B树索引
对于非唯一性索引,rowid和索引key组成唯一性。唯一性索引,oracle不将rowid加入索引的key。
索引压缩
可以对索引进行压缩,例如all_objects中有大量重复的owner,object_type的值。增加CPU的时间,减少I/O的时间。
create index t_idx on all_objects(owner,object_type,object_name);
create index t_idx on all_objects(owner,object_type,object_name) compress 1;
create index t_idx on all_objects(owner,object_type,object_name) compress 2;
Reserve Key indexes
对于那些邻近得值,如果对它们创建索引,索引也是序列递增的,非常可能存放在同一个块上,这样增加冲突的可能性。通过反转,可以让索引更好的分布。但是对于条件where X>5,X列上的反转索引就会失效。

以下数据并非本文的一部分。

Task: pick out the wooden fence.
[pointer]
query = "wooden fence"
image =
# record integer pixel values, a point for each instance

SQL> select 90101, dump(90101,16), dump(reverse(90101),16) from dual
2 union all
3 select 90102, dump(90102,16),dump(reverse(90102),16) from dual
4 union all
5 select 90103, dump(90103,16),dump(reverse(90103),16) from dual
6 /
90101 DUMP(90101,16) DUMP(REVERSE(90101),1
---------- --------------------- ---------------------
90101 Typ=2 Len=4: c3,a,2,2 Typ=2 Len=4: 2,2,a,c3
90102 Typ=2 Len=4: c3,a,2,3 Typ=2 Len=4: 3,2,a,c3
90103 Typ=2 Len=4: c3,a,2,4 Typ=2 Len=4: 4,2,a,c3
降序索引
索引创建的时候,是按照索引字段的值升序排列,查询的时候排序因子的字段使用不同的排序方式(例如一个字段升序,一个字段降序),那么通过执行计划可以看到数据库会多执行一个Sort的步骤。这种情况下,可以建立降序索引。感觉类似于基于函数的索引。

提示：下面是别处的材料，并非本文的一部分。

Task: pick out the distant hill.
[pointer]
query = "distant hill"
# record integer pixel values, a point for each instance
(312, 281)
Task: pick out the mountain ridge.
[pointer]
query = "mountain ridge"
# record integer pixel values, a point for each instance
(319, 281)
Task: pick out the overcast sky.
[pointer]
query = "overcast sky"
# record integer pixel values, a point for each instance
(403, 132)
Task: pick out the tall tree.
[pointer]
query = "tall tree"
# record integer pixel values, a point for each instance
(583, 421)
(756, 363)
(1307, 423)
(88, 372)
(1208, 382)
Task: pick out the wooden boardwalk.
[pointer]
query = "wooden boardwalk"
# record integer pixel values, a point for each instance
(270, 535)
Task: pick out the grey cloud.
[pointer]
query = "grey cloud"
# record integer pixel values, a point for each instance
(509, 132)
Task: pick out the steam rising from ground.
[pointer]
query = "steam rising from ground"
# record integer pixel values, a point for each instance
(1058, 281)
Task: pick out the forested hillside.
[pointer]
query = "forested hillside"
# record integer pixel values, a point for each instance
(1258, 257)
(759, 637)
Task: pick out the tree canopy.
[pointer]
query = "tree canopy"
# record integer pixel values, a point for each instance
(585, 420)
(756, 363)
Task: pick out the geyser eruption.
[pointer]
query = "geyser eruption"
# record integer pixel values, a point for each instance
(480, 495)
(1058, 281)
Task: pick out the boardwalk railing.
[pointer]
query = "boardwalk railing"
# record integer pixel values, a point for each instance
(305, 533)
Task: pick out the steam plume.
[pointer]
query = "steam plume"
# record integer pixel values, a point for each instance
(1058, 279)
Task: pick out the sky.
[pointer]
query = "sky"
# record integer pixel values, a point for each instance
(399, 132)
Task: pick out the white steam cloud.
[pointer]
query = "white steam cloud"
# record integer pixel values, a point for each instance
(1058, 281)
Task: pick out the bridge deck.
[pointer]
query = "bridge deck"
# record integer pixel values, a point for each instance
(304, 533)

SQL> CREATE TABLE T AS select * from all_objects;
Table created.
--建立多个字段的索引
SQL> create index t_idx on t(owner,object_type,object_name);
Index created.
--结果升序排列,使用索引,执行计划中无排序步骤
SQL> select owner, object_type
2 from t
3 where owner between 'T' and 'Z'
4 and object_type is not null
5 order by owner ASC,object_type ASC;
Execution Plan
----------------------------------------------------------
0 SELECT STATEMENT Optimizer=CHOOSE
1 0 INDEX (RANGE SCAN) OF 'T_IDX' (NON-UNIQUE)
--结果降序排列,使用索引,有排序步骤
SQL> select owner, object_type
2 from t
3 where owner between 'T' and 'Z'
4 and object_type is not null
5 order by owner DESC, object_type DESC;
Execution Plan
----------------------------------------------------------
0 SELECT STATEMENT Optimizer=CHOOSE
1 0 SORT (ORDER BY)
2 1 INDEX (RANGE SCAN) OF 'T_IDX' (NON-UNIQUE)
--分析表
SQL> exec dbms_stats.gather_TABLE_stats( user, 'T' );
PL/SQL procedure successfully completed.
--分析表之后,结果降序排列,使用索引,无排序步骤
SQL> select owner, object_type
2 from t
3 where owner between 'T' and 'Z'
4 and object_type is not null
5 order by owner DESC, object_type DESC;
Execution Plan
----------------------------------------------------------
0 SELECT STATEMENT Optimizer=CHOOSE (Cost=7 Card=7018 Bytes=10
5270)
1 0 INDEX (RANGE SCAN DESCENDING) OF 'T_IDX' (NON-UNIQUE) (Cos
t=7 Card=7018 Bytes=105270)
--两个字段排序方式不一致,有排序步骤
SQL> select owner, object_type
2 from t
3 where owner between 'T' and 'Z'
4 and object_type is not null
5 order by owner ASC,object_type DESC;
Execution Plan
----------------------------------------------------------
0 SELECT STATEMENT Optimizer=CHOOSE (Cost=34 Card=7018 Bytes=1
05270)
1 0 SORT (ORDER BY) (Cost=34 Card=7018 Bytes=105270)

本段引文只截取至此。